Principalement la déclaration de chiffre d’affaires à l’URSSAF, qui revient chaque mois ou chaque trimestre. S’y ajoutent la déclaration de création, faite une seule fois, et la déclaration de revenus annuelle aux impôts.
À quelle fréquence déclarer son chiffre d’affaires ?
Au choix, mensuellement ou trimestriellement, option prise à la création. Les échéances trimestrielles tombent fin janvier, fin avril, fin juillet et fin octobre. La déclaration se fait en ligne sur autoentrepreneur.urssaf.fr.
Déclare-t-on le chiffre d’affaires facturé ou encaissé ?

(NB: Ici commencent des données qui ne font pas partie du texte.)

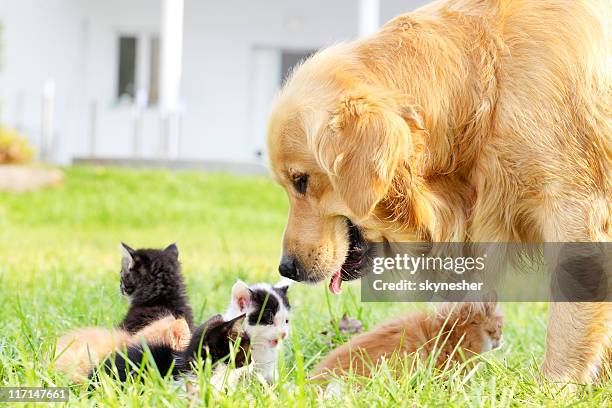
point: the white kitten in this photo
(267, 322)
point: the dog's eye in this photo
(300, 182)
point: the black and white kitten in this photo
(153, 283)
(266, 324)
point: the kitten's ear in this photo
(283, 285)
(234, 325)
(127, 255)
(490, 300)
(172, 249)
(241, 295)
(126, 251)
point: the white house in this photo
(184, 79)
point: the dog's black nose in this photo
(289, 268)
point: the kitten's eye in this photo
(300, 183)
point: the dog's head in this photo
(335, 145)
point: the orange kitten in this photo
(78, 351)
(471, 328)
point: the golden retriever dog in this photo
(464, 121)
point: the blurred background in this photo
(170, 82)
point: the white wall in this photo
(75, 43)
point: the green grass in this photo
(59, 269)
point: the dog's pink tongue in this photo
(335, 284)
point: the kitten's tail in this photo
(160, 356)
(78, 351)
(81, 350)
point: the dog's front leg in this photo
(578, 339)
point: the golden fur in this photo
(453, 334)
(79, 351)
(466, 120)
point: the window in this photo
(138, 70)
(126, 84)
(154, 71)
(289, 59)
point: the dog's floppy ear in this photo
(370, 136)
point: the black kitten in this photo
(152, 281)
(210, 340)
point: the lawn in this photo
(59, 270)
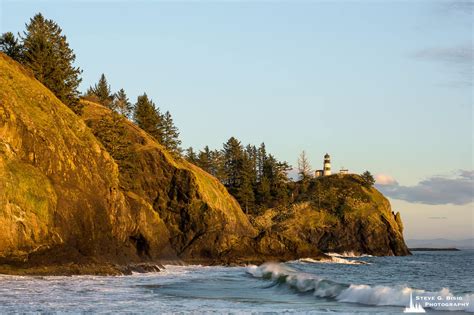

Le chiffre d’affaires encaissé sur la période, pas celui qui a été facturé. Une facture émise mais non payée n’entre dans la déclaration que lorsque l’argent est effectivement reçu.
Faut-il déclarer si le chiffre d’affaires est nul ?
Oui. La déclaration est obligatoire même sans recette : il faut alors déclarer un montant de zéro. L’absence de déclaration est un manquement qui peut entraîner des pénalités, même si rien n’est dû.
Que paie-t-on après la déclaration ?
Des cotisations sociales, calculées en pourcentage du chiffre d’affaires selon le type d’activité, et le cas échéant le versement libératoire de l’impôt si cette option a été choisie. Les taux exacts se vérifient sur le site de l’URSSAF.
Une fois le réflexe pris, la déclaration de l’auto-entrepreneur tient en quelques minutes : déclarer l’encaissé à la bonne échéance, ne jamais sauter une période même à zéro, et vérifier les montants à la source. Le reste suit.